A series of experiments to measure the water solubility in supercritical nitrogen and carbon dioxide have been conducted at experimental conditions up to 483 K and 134 MPa. The accuracy of the experimental procedure is verified by comparing the water content data of methane in the literature and our experimental data for the methane−water system. In addition, a fugacity−fugacity approach including the cubic-plus-association equation of state (CPA EoS) and a fugacity−activity approach based on the Peng−Robinson EoS and the Henry’s law model are incorporated to predict the water content data of methane, nitrogen, and carbon dioxide. A comparison between our experimental data, literature data, and the results of the fugacity−activity approach shows the reliability of the PR-Henry’s law model for the phase behavior studies of the nitrogen−water system over a wide range of pressure and temperature conditions.
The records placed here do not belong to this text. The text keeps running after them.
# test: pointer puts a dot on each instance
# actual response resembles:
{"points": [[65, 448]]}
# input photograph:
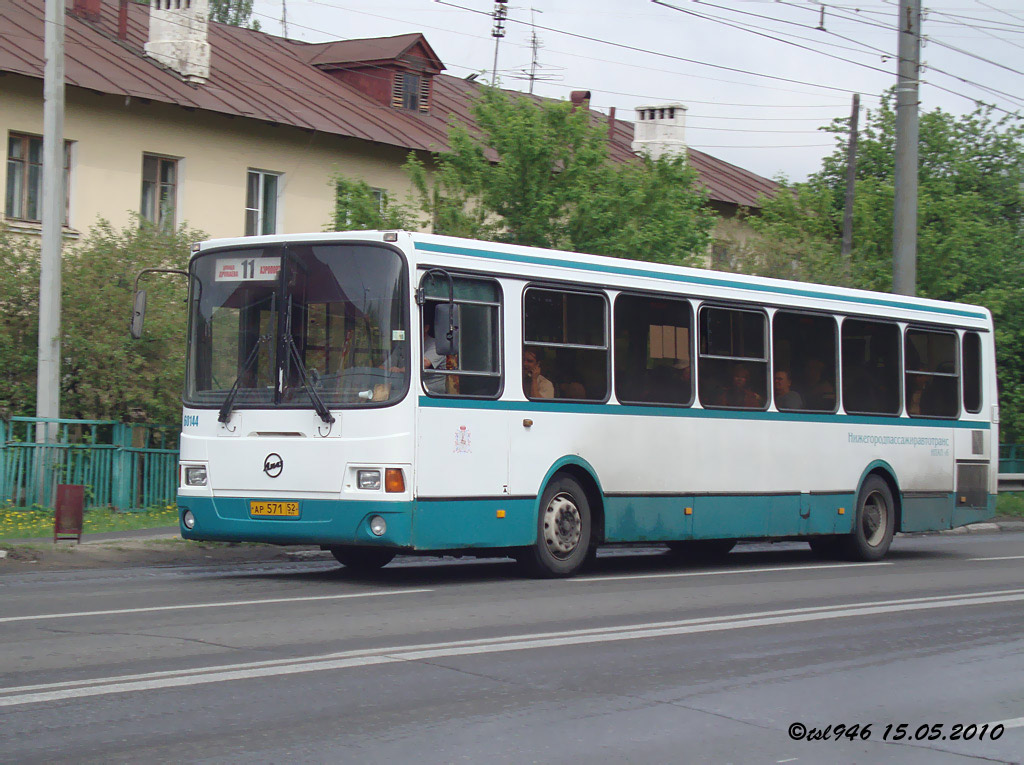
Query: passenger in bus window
{"points": [[919, 384], [739, 394], [534, 383], [433, 381], [819, 393], [785, 396]]}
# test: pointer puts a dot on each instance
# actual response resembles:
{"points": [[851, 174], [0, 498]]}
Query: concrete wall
{"points": [[111, 133]]}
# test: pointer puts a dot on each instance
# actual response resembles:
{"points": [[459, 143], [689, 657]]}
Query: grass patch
{"points": [[26, 522], [1011, 503]]}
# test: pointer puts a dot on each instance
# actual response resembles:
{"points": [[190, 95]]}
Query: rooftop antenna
{"points": [[498, 32], [535, 44]]}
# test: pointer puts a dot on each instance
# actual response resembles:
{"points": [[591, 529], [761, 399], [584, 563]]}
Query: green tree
{"points": [[539, 173], [970, 215], [358, 207], [103, 373], [235, 12]]}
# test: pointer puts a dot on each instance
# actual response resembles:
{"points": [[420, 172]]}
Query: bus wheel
{"points": [[562, 530], [363, 558], [701, 550], [875, 523]]}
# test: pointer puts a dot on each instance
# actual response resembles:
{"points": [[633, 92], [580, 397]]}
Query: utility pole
{"points": [[851, 181], [905, 215], [500, 13], [48, 366]]}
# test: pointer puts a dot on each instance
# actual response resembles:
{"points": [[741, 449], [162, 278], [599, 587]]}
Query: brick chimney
{"points": [[660, 130], [178, 37], [87, 9]]}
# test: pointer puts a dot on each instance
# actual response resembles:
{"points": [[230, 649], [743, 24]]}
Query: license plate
{"points": [[274, 509]]}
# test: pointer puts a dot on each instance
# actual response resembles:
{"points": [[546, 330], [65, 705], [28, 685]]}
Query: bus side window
{"points": [[931, 374], [805, 362], [653, 341], [870, 367], [733, 358], [972, 372], [474, 370], [565, 345]]}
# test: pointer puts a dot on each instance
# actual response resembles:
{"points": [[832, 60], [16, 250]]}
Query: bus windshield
{"points": [[283, 325]]}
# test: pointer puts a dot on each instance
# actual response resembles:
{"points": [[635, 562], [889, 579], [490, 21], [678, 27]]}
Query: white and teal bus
{"points": [[387, 392]]}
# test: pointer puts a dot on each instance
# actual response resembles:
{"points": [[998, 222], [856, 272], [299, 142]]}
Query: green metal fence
{"points": [[1012, 458], [124, 466]]}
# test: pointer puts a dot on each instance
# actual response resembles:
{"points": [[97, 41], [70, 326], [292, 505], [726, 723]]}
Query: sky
{"points": [[759, 78]]}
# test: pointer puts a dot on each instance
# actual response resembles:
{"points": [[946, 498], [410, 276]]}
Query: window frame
{"points": [[689, 301], [901, 371], [837, 322], [422, 270], [747, 308], [957, 350], [260, 210], [26, 164], [981, 373], [569, 288], [158, 218]]}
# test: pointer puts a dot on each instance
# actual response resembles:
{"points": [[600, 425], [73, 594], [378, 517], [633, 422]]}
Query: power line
{"points": [[636, 49]]}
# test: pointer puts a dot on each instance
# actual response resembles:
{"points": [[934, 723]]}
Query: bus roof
{"points": [[537, 263]]}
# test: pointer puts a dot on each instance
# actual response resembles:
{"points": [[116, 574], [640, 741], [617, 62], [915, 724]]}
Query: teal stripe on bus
{"points": [[712, 414], [687, 279]]}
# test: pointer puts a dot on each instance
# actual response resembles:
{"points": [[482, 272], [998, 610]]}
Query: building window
{"points": [[261, 203], [411, 91], [160, 185], [24, 200]]}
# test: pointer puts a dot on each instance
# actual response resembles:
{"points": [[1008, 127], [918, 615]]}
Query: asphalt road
{"points": [[643, 660]]}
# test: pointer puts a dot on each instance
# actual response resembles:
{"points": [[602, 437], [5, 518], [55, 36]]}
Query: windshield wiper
{"points": [[225, 409], [322, 410]]}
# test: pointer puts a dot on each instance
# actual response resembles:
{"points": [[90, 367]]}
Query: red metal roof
{"points": [[266, 78]]}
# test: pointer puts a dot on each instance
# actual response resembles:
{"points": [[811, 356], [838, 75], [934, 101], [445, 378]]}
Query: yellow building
{"points": [[236, 131]]}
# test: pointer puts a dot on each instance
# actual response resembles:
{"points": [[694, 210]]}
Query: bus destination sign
{"points": [[247, 269]]}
However, the CPA equation is not capable of reproducing the high pressure vapor and liquid phase compositions of the water−nitrogen system. The concept of cross-association satisfactorily improves the performance of the CPA equation of state in predicting the water content data of supercritical methane. On the basis of the literature and new measured data in this study, it has been found that the CPA equation better represents the phase behavior of the water−carbon dioxide system if carbon dioxide is considered as a self- and cross-associating molecule.